As if in slow motion he started to reach for his two safety cable connectors, but as he did so he felt the characteristic punch in the back of a powerful engine coming on strong. The bomb had ignited its drive rockets and was twisting into a dive toward the planet.

Levine reached the cable lugs and fumbled, failing to unlatch one of his two safety lines. This had the affect of causing him to rotate around the one cable still attached to the accelerating bomb, which meant it was now behind his back and out of his reach.

The bomb continued screaming in his ear as it dove rapidly towards the atmosphere of the rosy planet below. Levine could see the dull terracotta glow of its nose cone in his peripheral vision. He was vaguely aware that if the altitudinal fuses were still working, the bomb would detonate in the ionosphere. However. residual heat build-up from entry into the atmosphere would have melted him to an oily carbon black smudge on the bomb’s casing at that point.

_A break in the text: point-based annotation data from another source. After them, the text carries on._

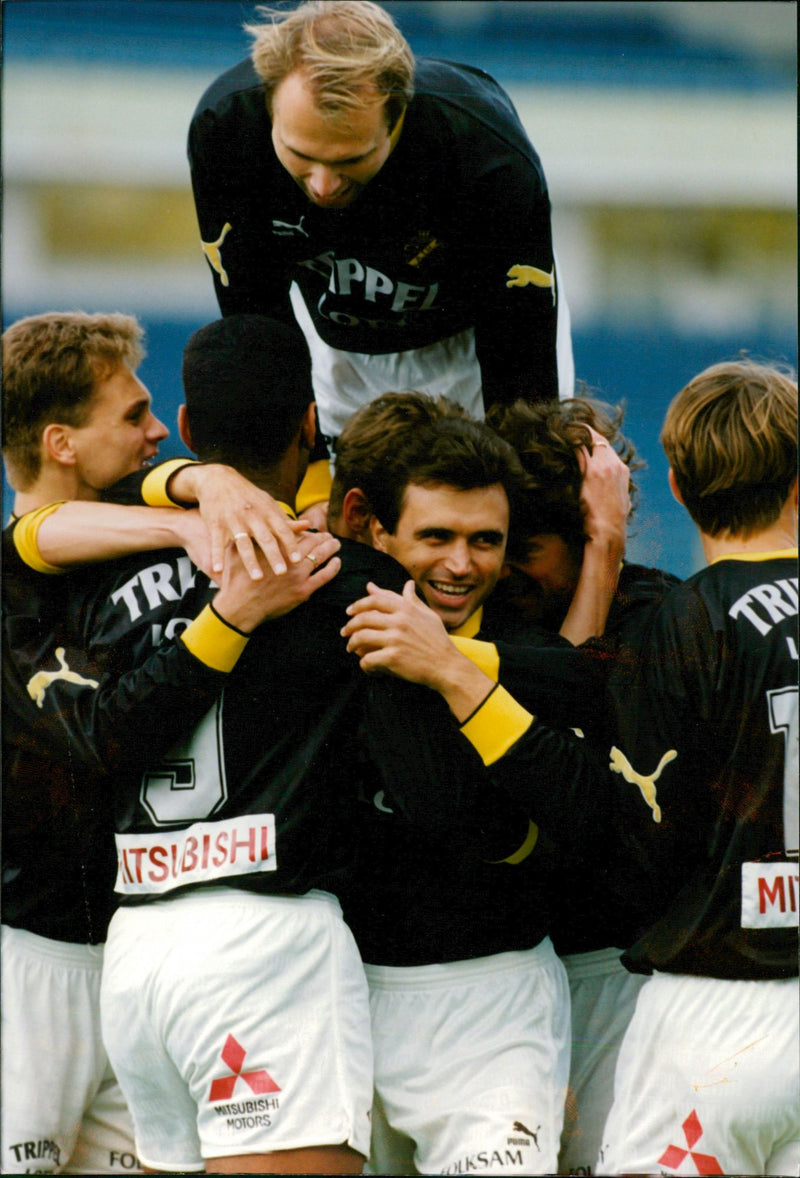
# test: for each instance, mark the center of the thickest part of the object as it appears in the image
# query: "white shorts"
(471, 1060)
(63, 1111)
(602, 997)
(237, 1024)
(707, 1080)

Levine looked back at the Olaus Wormius and the remaining bombs it still towed. The whole point of a retard bomb was to delay detonation until the ship had reached a safe distance away from the massive explosion. This was not apparently going to happen this time, thought Levine. A chain reaction was likely to take place with the remaining bombs obliterating this whole solar system and leaving the stellar equivalent of a smoking black hole in its stead.

‘Freedommmmmmmm!’ screamed the excitable bomb as it descended into the red dawn.

‘Shiiiiiiiiiiiiiiittttttttttt!’ screamed the also understandably excitable Levine, one last time.